Pero las estrategias publicitarias, no por ello dejan de explotar la variable sexo (tan variable últimamente). Así la discoteca Mahui promociona la denominada “Cárcel de Mujeres”, que consiste en que las chicas hasta las 12:30 de la noche de los viernes pueden consumir toda la cerveza que quieran sin tener que pagar por ella; a esa hora “los hombres entran al ataque”. El gancho es perfecto, salvo que cuando ingresan los animados cazadores descubren que las chicas o son abstemias o se cuidan de no embriagarse, así que el ataque que padecerán no será cardiaco sino hepático.

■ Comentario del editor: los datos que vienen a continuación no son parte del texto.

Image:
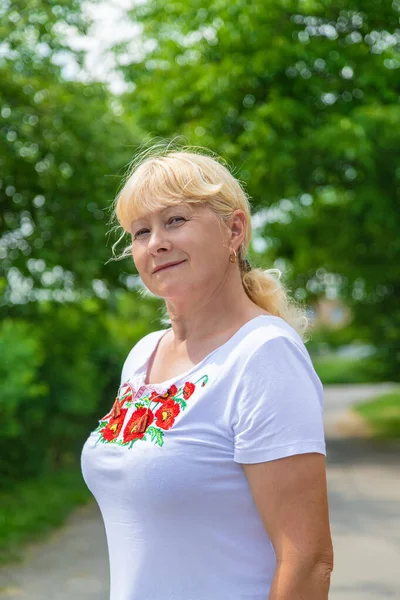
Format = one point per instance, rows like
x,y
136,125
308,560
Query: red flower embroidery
x,y
136,427
166,414
171,391
188,389
113,427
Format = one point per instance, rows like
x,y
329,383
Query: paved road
x,y
364,501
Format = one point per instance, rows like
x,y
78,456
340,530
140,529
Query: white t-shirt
x,y
180,519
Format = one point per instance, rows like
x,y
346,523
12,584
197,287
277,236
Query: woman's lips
x,y
170,267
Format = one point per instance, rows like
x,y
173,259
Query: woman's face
x,y
190,234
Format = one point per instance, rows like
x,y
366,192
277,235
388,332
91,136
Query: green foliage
x,y
22,393
31,509
334,369
383,414
302,99
60,375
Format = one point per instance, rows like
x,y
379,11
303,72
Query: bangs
x,y
166,181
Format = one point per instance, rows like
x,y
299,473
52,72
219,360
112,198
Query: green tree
x,y
302,99
63,145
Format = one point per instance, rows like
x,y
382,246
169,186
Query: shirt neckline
x,y
168,382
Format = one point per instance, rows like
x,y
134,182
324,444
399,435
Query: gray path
x,y
364,499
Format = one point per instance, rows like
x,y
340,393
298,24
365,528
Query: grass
x,y
31,509
383,415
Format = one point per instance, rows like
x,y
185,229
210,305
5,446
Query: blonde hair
x,y
160,177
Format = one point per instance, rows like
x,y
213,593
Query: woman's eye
x,y
139,232
179,218
170,221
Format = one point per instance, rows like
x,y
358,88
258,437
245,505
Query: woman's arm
x,y
291,496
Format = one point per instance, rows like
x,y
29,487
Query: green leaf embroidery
x,y
156,435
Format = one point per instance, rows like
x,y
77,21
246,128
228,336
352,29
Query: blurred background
x,y
301,98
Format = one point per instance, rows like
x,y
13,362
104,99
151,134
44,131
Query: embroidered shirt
x,y
164,465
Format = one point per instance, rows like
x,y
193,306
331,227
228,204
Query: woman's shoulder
x,y
141,349
269,329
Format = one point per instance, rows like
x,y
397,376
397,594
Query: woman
x,y
209,470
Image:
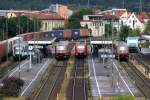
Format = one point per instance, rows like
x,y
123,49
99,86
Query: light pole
x,y
19,45
140,9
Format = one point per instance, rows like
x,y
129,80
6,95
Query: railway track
x,y
139,79
52,84
78,83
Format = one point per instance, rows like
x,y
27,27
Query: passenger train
x,y
81,48
6,46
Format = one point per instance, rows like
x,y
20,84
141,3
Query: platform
x,y
42,41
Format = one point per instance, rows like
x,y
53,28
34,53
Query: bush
x,y
12,86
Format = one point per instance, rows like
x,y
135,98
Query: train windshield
x,y
61,48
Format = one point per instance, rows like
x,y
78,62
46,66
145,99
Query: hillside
x,y
41,4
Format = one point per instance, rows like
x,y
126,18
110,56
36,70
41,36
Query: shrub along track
x,y
139,79
77,86
51,86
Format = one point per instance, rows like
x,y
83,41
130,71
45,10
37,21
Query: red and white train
x,y
6,46
62,50
121,50
80,48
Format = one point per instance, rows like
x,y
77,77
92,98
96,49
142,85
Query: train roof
x,y
101,40
42,41
11,39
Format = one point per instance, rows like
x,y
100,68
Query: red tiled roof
x,y
42,15
141,16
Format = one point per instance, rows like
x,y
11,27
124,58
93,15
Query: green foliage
x,y
124,32
74,21
16,25
135,32
12,86
147,29
123,98
108,29
41,4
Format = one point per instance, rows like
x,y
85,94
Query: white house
x,y
95,23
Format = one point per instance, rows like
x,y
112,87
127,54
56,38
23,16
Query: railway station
x,y
55,61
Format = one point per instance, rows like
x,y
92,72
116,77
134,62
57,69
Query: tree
x,y
74,21
124,32
16,25
135,32
147,28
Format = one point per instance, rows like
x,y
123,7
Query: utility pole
x,y
123,3
19,45
88,3
140,5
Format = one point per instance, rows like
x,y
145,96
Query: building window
x,y
46,26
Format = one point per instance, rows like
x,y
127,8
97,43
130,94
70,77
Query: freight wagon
x,y
132,43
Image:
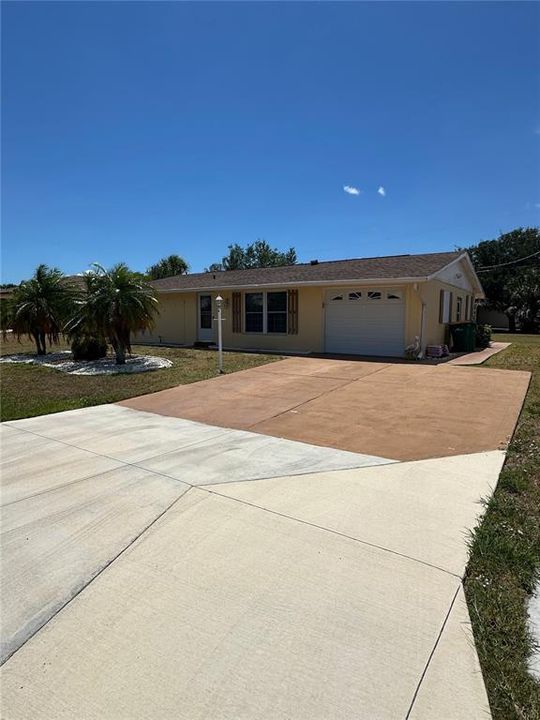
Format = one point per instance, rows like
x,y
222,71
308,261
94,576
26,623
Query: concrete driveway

Además, el ligue con desconocidos y desconocidas ya no resulta tan atractivo como años antes, porque en los tiempos actuales desconocido y peligroso son sinónimos, habiéndose registrado asaltos, violaciones y hasta asesinatos debidamente difundidos por la prensa arequipeña que nos obligan a pensar dos veces antes de compartir un trago con alguien a quien no conocemos debidamente.
Por su parte el Rotman´s se ha decidido por los strippers a fin de atraer al público femenino, desconozco con qué suerte; pero se ve que el gancho sexual empieza a ser efectivo también para atraer a las mujeres; sino vean el spot de la telenovela “Tormenta”, cuyo “fuerte” es que Christian Meier aparecerá semi desnudo.
Pero que esto no nos haga pensar en una igualdad de género (aunque sea hacia lo negativo) porque los carnavales en Mollendo se caracterizan por pandillas de adolescentes varones atacando con alevosía y ventaja a sus pares femeninas a bombazos de agua, en un juego que demuestra sin ambages, junto con todo lo dicho anteriormente, que el mundo sigue siendo salvaje y que los cavernícolas varones se mantienen en el poder, con o sin sombrilla.